Oh, yes. It requires active work, experimentation, looking at the
academic literature (briefly) and taking some huge risks ...
Those huge risks will be required for huge lessons, which is why it is
not actually so smart to lobby incessently for or against things like
the 4-click exception we currently have. That didn't work, now we see
it, now we have a huge lesson.
The best work was done a while back within some sort of plugin or
"profiles" framework, where Trustbar and Petnames battled it out with
centralised database approaches like google's or Netcraft's.

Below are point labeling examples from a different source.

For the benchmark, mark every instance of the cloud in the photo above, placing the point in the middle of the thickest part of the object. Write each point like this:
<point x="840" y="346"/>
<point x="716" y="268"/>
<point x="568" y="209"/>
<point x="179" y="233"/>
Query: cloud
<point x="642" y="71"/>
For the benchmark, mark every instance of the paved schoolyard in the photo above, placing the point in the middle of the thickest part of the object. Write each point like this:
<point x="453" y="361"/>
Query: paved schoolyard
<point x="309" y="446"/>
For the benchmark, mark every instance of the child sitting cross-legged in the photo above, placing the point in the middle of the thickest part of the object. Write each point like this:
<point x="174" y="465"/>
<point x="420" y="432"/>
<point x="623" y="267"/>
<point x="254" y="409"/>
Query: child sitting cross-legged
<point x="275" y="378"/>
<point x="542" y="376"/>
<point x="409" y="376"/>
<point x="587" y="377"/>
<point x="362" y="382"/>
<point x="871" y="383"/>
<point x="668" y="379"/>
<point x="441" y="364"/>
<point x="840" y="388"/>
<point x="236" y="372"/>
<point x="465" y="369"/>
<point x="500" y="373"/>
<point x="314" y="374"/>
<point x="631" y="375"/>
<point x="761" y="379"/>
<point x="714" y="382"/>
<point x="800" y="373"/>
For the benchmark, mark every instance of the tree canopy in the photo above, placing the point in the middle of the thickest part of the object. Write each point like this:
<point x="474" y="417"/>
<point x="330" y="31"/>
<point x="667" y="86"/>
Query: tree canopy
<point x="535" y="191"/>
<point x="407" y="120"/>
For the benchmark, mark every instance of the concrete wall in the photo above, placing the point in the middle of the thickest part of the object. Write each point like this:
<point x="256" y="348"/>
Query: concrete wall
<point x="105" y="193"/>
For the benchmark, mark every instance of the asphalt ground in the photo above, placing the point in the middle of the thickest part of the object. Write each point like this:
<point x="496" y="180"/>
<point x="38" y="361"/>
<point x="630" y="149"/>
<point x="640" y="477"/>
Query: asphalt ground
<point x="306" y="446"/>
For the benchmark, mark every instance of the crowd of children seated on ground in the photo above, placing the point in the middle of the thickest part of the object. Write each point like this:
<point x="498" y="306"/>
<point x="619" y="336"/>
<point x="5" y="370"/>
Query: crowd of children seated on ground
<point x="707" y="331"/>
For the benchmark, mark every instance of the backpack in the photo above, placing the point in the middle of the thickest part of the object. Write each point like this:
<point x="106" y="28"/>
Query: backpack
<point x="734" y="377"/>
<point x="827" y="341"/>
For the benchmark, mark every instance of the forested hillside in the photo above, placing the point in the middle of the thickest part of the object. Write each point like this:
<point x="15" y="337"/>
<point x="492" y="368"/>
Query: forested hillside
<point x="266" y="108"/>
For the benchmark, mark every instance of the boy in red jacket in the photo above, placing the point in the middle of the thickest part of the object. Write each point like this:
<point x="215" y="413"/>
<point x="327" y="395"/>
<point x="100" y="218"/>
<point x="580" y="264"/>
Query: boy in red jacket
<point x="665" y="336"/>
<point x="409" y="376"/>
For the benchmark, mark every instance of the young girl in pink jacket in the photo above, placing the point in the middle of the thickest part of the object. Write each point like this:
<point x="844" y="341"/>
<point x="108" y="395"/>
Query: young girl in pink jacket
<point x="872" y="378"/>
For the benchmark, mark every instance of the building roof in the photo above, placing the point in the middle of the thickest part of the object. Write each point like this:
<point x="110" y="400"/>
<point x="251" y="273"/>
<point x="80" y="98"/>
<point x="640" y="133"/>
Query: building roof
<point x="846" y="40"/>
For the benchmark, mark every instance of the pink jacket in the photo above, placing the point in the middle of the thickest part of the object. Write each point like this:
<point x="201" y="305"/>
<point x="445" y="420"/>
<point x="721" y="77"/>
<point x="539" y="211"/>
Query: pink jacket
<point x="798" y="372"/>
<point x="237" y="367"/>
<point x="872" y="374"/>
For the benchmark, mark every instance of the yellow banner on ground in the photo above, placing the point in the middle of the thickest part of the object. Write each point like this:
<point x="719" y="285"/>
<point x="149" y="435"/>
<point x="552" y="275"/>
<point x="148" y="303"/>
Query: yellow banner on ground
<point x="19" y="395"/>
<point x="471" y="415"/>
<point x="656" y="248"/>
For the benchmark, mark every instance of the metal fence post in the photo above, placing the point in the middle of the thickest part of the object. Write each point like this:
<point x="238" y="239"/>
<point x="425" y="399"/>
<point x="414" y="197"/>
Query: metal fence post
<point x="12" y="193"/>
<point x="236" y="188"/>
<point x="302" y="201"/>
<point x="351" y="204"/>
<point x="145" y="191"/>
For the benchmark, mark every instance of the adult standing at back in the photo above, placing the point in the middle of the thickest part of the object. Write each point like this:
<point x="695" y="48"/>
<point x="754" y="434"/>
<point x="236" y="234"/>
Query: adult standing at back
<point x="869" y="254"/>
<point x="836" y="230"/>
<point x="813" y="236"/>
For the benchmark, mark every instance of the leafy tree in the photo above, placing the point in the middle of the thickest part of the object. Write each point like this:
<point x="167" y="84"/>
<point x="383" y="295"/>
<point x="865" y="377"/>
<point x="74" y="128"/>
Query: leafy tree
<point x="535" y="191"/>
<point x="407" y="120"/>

Where can the reports on the users' behavior with alternate interfaces
(by Gerv and/or by Johnathan) be found? (I'm most interested in
looking at the testing methodology, interface design methodology,
interface description/mock-up, sample size, sample constituency, user
actions taken, and how user actions taken were interpreted.)
Lol... I'm afraid those would be *scientific experiments*. The work
that has been done here is more ad hoc. Not that this is in anyway
wrong, and I believe it to be better; the market will tell us far more
quickly than academic rigour.
Gerv created the famous yellow URL bar back in 2005 or so, as phishing
was just starting to get its teeth into western-anglo net commerce.
That yellow bar may have had the effect of sparking other players into
action, as shortly after that, the browsers got together, and also the
CAs, and together they nearly killed the market for experimentation.
Johnathan is doing what you see now with Firefox. To correct earlier
errors of mine, there are 2 people helping him (I don't know their
names, nor where they are found, nor do I know why it isn't 20, nor 200...).
iang
On Fri, Jan 30, 2009 at 5:09 AM, Ian G<i...@iang.org> wrote:
On 30/1/09 13:25, Jean-Marc Desperrier wrote:
...
Don't take it wrong. I'm strongly in favor in bringing information, but
finding what information will be actually useful is *hard*.
Oh, yes. That's why I *strongly and vociferously* support the experiments
that have been conducted by Johnathan and in the past, Gerv, in order to
search for the way that works with users. Only by a mix of careful thought
and rough& tumble in the userspace will we find the path.